Digital Society Initiative and Smart Cities
Both universities are already running initiatives relating to digitalization: UZH established the Digital Society Initiative, which provides a broad platform of knowledge about digitalization. The initiative encompasses a variety of different areas such as law, health, democracy, and economics, promotes technical development, and brings together researchers with interests in these fields. It identifies strategic research areas to be developed, elaborates new teaching content around the topic of digitalization, and engages in dialogue with the public about the chances and risks of digitalization. In addition, for several years the area of social networks has been one of the University’s research priorities.

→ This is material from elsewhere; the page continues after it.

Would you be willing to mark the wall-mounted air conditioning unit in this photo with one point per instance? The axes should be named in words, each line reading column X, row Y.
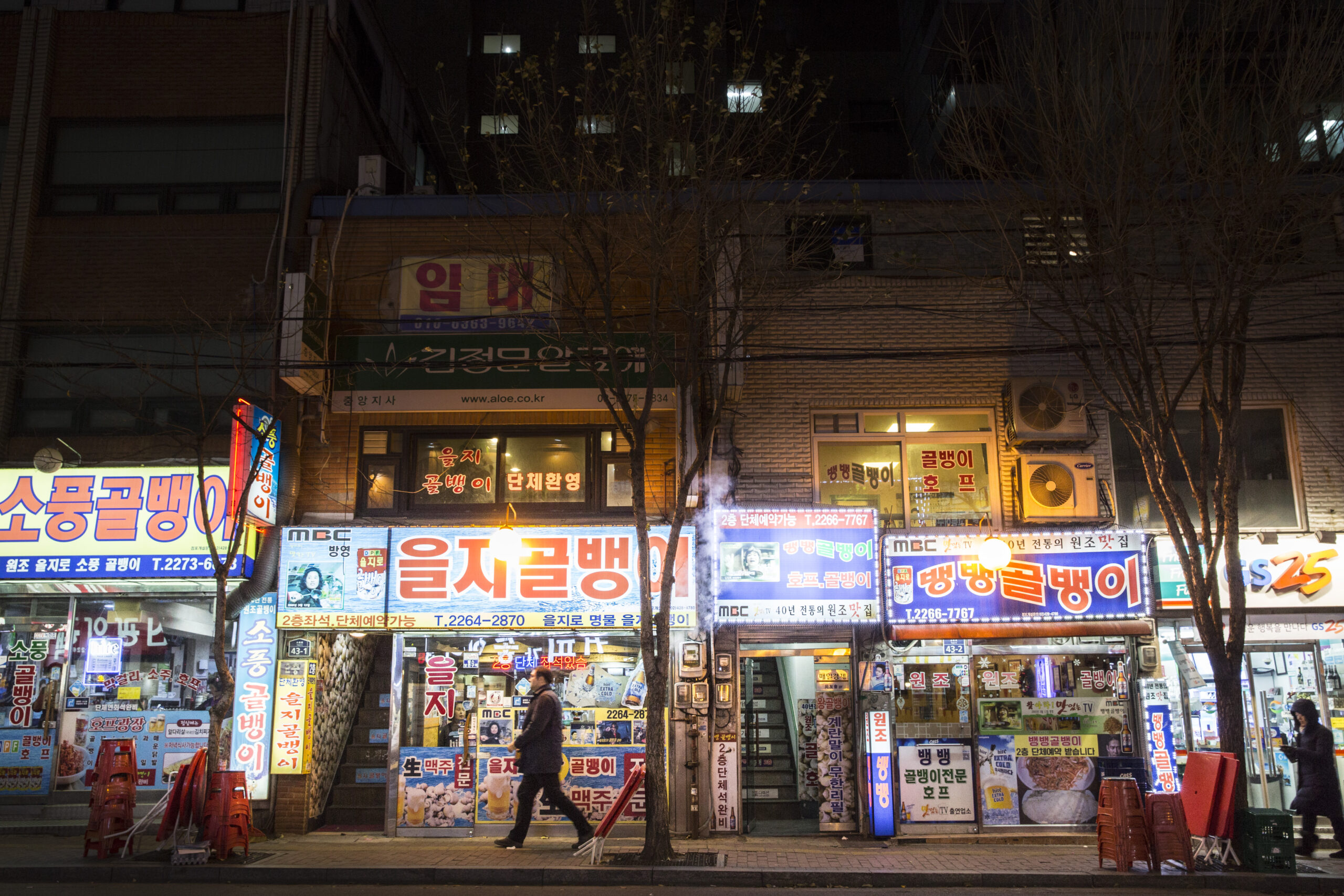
column 1046, row 410
column 1057, row 487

“The University of Geneva is currently carrying out a large survey to find out how we can adapt our digitalization strategy to better meet the internal needs and external expectations,” explains Jacques de Werra, the UNIGE Vice-Rector responsible for the Digital University project. The cities of Geneva and Zurich, for example, provide academics with free access to large volumes of data, which makes them ideal places to develop a research project on intelligent cities. Smart Cities, alongside citizen science, digitalization in medicine, digital democracy, and legal issues in cyberspace, is one of the priorities of the strategic cooperation agreement.
New phase for “citizen science”
Both universities already offer interested individuals the opportunity to participate in individual research projects. Citizen science refers to the collection of data by the public. Now, the aim is to bring the gathering and processing of raw data to a new level by also involving members of the general public in defining and outlining research projects. Both universities have specialist centers for such projects: The Zurich Citizen Science Center, a partnership between UZH and ETH Zurich, and the Citizen Cyberlab, which was developed by UNIGE, CERN, and UNITAR (United Nations Institute for Training and Research). There are already ideas for a new joint "Digital Society Policy Institute".
The strategic partnership between UZH and UNIGE promotes dialogue between the two cities and regions. Cooperation in teaching will enable a more intensive exchange of information as well as student exchanges, and will enable PhD candidates to receive support from professors at both universities. In research, communication between young researchers, the sharing of academic, scientific, and technical information, and the joint development of research projects in the context of European funding programs will be made easier. Virtual classrooms at both universities are also planned, as well as joint hosting of conferences and seminars on specific digital topics.
Both universities are already the only Swiss universities to be members of LERU, a network of 23 research-intensive universities from 10 different European countries. LERU is a prominent voice in the European higher education landscape, and promotes good conditions for research and teaching at European research universities.